Kerry s’exprimait au cours d’un point de presse animé, jeudi après-midi, conjointement avec le ministre saoudien des Affaires étrangères Saoud al-Fayçal au terme d’une réunion régionale sur le « terrorisme » tenue dans la ville saoudienne de Djeddah (Ouest).
John Kerry a tenu à rappeler que la « Stratégie (du président américain Obama) pour combattre l’EI n’évoque pas le déploiement de forces terrestres d’un quelconque aussi bien en Irak qu’en Syrie ».
Kerry a ajouté que les pays arabes ont « un rôle principal et de leadership à jouer dans la lutte contre l’organisation de l’EI ».
Il a, par ailleurs, annoncé qu’il « poursuivrait ses rencontres dans la région » à l’effet d’examiner les efforts de contrecarrer cette organisation.
En réaction à un refus affiché par Moscou au sujet d’une intervention militaire contre les groupes terroristes sans un parapluie onusien, Kerry a répliqué : « L’Irak a demandé notre aide et le droit international nous octroie le droit de secourir les pays qui subissent une invasion et qui demandent de l’aide ».
A son tour, le ministre saoudien des Affaires étrangères a souligné « la nécessité » de se « mobiliser pour lutter contre la pensée déviante qui conduit au terrorisme ».

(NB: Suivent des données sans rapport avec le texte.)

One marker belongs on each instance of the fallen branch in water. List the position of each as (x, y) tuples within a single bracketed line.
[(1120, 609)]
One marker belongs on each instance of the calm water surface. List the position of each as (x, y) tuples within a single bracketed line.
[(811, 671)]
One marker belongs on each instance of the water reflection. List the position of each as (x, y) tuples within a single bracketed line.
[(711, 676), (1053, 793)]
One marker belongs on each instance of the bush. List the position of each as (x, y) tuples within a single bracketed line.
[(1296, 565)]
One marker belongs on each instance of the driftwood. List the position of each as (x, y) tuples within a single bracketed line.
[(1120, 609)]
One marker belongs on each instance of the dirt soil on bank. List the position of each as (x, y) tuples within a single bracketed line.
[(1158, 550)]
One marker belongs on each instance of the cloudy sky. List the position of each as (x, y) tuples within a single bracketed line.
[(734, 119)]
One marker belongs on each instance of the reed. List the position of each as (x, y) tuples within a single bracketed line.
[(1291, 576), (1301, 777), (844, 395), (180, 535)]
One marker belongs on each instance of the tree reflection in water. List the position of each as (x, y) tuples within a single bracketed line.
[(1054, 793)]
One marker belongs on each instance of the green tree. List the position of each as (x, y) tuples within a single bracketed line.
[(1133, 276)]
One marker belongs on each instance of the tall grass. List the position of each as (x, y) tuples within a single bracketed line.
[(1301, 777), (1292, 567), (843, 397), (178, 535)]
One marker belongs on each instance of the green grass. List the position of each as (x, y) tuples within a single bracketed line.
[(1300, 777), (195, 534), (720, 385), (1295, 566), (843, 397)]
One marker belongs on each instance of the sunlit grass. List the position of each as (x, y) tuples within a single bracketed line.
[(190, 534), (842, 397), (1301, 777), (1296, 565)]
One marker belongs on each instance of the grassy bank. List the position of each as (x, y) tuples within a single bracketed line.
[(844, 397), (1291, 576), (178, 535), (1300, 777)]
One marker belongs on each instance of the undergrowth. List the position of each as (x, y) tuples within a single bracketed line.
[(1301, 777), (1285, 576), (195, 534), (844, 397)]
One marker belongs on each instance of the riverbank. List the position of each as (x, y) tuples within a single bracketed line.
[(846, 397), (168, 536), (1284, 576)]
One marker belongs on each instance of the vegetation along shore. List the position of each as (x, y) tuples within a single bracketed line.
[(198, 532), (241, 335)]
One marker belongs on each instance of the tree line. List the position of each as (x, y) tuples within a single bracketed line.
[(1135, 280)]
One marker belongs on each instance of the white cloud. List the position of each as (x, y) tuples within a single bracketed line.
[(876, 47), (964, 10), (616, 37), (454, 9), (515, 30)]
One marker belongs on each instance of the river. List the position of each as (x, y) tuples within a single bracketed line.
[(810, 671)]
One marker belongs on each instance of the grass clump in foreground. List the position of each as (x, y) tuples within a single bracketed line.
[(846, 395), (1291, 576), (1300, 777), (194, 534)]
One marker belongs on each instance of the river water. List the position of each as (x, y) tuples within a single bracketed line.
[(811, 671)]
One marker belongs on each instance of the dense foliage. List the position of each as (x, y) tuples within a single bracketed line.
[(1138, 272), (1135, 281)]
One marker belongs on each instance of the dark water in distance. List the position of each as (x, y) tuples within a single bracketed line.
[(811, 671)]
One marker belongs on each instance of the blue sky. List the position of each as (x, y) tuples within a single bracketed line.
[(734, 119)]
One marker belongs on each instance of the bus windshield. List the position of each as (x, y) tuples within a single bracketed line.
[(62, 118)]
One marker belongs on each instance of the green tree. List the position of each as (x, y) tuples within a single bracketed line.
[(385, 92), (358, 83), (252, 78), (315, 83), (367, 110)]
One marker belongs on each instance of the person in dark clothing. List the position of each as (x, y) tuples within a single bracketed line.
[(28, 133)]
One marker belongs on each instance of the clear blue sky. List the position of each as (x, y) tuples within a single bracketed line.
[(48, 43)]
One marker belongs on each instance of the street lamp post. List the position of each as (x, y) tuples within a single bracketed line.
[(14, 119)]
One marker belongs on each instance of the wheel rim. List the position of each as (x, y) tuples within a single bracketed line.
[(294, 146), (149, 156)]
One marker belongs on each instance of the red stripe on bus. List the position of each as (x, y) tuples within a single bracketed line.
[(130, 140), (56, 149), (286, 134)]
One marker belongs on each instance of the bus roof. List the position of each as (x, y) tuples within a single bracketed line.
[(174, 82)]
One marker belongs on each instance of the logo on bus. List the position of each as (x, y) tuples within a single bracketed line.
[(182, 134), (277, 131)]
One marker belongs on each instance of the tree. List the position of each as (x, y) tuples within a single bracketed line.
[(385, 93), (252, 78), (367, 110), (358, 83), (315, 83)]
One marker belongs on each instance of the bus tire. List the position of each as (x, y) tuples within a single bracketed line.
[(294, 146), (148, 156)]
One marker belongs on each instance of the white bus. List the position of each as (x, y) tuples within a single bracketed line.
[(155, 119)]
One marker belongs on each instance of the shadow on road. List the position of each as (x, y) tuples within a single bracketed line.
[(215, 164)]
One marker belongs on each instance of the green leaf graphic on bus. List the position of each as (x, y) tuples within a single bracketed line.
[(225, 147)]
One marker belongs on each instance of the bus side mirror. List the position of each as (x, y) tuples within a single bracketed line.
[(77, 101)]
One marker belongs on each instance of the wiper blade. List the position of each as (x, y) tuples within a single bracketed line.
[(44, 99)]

« Négliger le fléau du terrorisme mènera à sa prolifération en Europe et aux Amériques », a-t-il encore fait remarquer.
Al-Fayçal a dit, également, que les participants à la réunion de Djeddah ont tenu à « traiter le phénomène du terrorisme d’une optique globale qui s’étend à la lutte contre le terrorisme en Syrie, en Libye et au Yémen ».